Politicians believe that the profit motive makes comms businesses too eager to protect customer privacy.

Some spy bosses have complained that encryption is interfering with their ability to protect the public, and that comms providers have gone too far by actively ‘marketing’ the privacy features of products and services. It does not seem to occur to them that such marketing only works if there is already widespread demand for privacy. In this report, the politicians side with the spooks and against business. By so doing, they are also siding against the customers of these businesses, although they are too coy to say so.

As a result of the Snowden allegations, technology companies have improved privacy protections and strengthened the encryption offered to their customers.
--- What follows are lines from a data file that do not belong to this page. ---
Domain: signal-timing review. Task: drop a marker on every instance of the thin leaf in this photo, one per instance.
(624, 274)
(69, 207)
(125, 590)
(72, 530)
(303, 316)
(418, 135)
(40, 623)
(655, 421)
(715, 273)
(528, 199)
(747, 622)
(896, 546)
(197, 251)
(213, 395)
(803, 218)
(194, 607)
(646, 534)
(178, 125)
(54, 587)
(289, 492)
The extent to which a Communications Service Provider (CSP) can assure their users that their communications cannot be read by the intelligence Agencies has become a part of their marketing strategy.
…However, while CSPs may be primarily concerned about commercial advantage, the growing use of encryption also raises moral and ethical issues. The effect of increased privacy controls has been to place some of the communications of their users beyond the reach of law enforcement and intelligence officers and even, in some cases, beyond the reach of the law courts: should CSPs be providing an opportunity for terrorists and others who wish to do us harm to communicate without inhibition?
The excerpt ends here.